Nenhum desses quadros fecha diagnóstico: todos exigem dosagem hormonal e imagem da região selar.
O ponto central: prolactinoma raramente é caso de cirurgia
Nesses adenomas, o tratamento de escolha é medicamentoso, com agonistas dopaminérgicos [2,3]. E não é necessariamente para a vida toda: após dois anos de tratamento bem-sucedido, a retirada gradual da medicação deve ser considerada em todos os microprolactinomas e em casos selecionados de macroprolactinomas [3]. Resistência ao tratamento existe, mas é incomum [2].
A cirurgia entra em situações específicas — intolerância ou falha do tratamento clínico, compressão visual que não responde, algumas lesões císticas —, sempre por decisão de equipe.
Achado incidental de hipófise
Lesão selar encontrada em exame pedido por outro motivo é comum: em estudos de autópsia, cerca de 10% das pessoas têm alguma lesão hipofisária, e a maior parte é microadenoma que não produz hormônio [4].
A conduta habitual é acompanhar: ao longo do tempo, cerca de 10% dos microincidentalomas e 25% dos macroincidentalomas crescem [4]. O consenso internacional recomenda avaliação individualizada, definindo caso a caso quando são necessários exames hormonais, campo visual e consulta com endocrinologia, neurocirurgia e oftalmologia [1]. Os achados incidentais estão em achado incidental na ressonância.
A via endoscópica transnasal: indicação e limite
Quando há indicação cirúrgica, a via mais utilizada é a endoscópica transnasal: o acesso é pelo nariz e pelo assoalho da sela, sem abrir o crânio.
O resultado visual descrito na literatura. Em metanálise de 35 séries operadas por essa via, entre quem tinha déficit de campo visual houve melhora em 80,8% e recuperação completa em 40,4%, com deterioração em 2,3%; entre quem tinha perda de acuidade, houve melhora em 67,5% e piora em 4,5% [5].

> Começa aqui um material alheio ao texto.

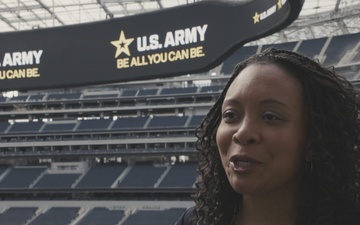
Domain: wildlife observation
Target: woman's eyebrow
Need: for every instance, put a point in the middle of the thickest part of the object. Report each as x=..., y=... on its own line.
x=273, y=101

Ajuste de expectativa, sem eufemismo. Melhora é frequente; recuperação completa acontece em menos da metade; e piora, embora incomum, existe [5]. São faixas de populações operadas: o risco individual depende do tamanho da lesão, do tempo de compressão e da anatomia. Outras complicações incluem perda de função hipofisária e vazamento de líquor pelo nariz.
A via tem limite: extensão lateral ou superior importante pode exigir outra abordagem, e lesões vizinhas de natureza diferente, como o craniofaringioma, têm lógica própria.
O acompanhamento endócrino e oftalmológico
O tratamento não termina no procedimento: o seguimento envolve dosagens hormonais periódicas, campo visual e ressonâncias seriadas, por anos [1]. Parte dos pacientes precisa de reposição hormonal, ajustada ao longo do tempo. Na acromegalia, combina laboratório, imagem e reavaliação clínica das complicações [6].
Quando procurar atendimento
Procure o pronto-socorro ou acione o SAMU (192) diante de:
- Dor de cabeça de início súbito e intenso, com náusea, vômito, alteração da visão, visão dupla ou queda do nível de consciência. Pode indicar apoplexia hipofisária — sangramento ou infarto dentro da hipófise —, emergência médica que pode cursar com queda importante da pressão arterial por comprometimento do eixo do cortisol [8].
- Perda visual rápida ou estreitamento súbito do campo visual.
- Em quem já operou ou faz reposição hormonal: vômitos, febre, diarreia, prostração acentuada ou impossibilidade de tomar a medicação exigem contato imediato com a equipe.
Agende avaliação, sem caráter de emergência, diante de alteração menstrual persistente, saída de leite fora da amamentação, queda de libido, cansaço sem explicação, mudança progressiva dos traços do rosto e das mãos, ou perda lenta de visão lateral. Leve as imagens em mídia e os exames hormonais.
Perguntas frequentes
Meu exame mostrou prolactina alta. Isso quer dizer que tenho tumor? Não necessariamente. Prolactina elevada tem várias causas além de tumor, incluindo uso de medicamentos e outras condições clínicas, e o valor da dosagem ajuda a orientar a investigação [3].
Se o remédio funciona, por que alguns pacientes operam? Porque nem todo caso responde ou tolera o tratamento clínico, e porque há situações de compressão visual que pedem descompressão. A indicação cirúrgica no prolactinoma é definida caso a caso [2].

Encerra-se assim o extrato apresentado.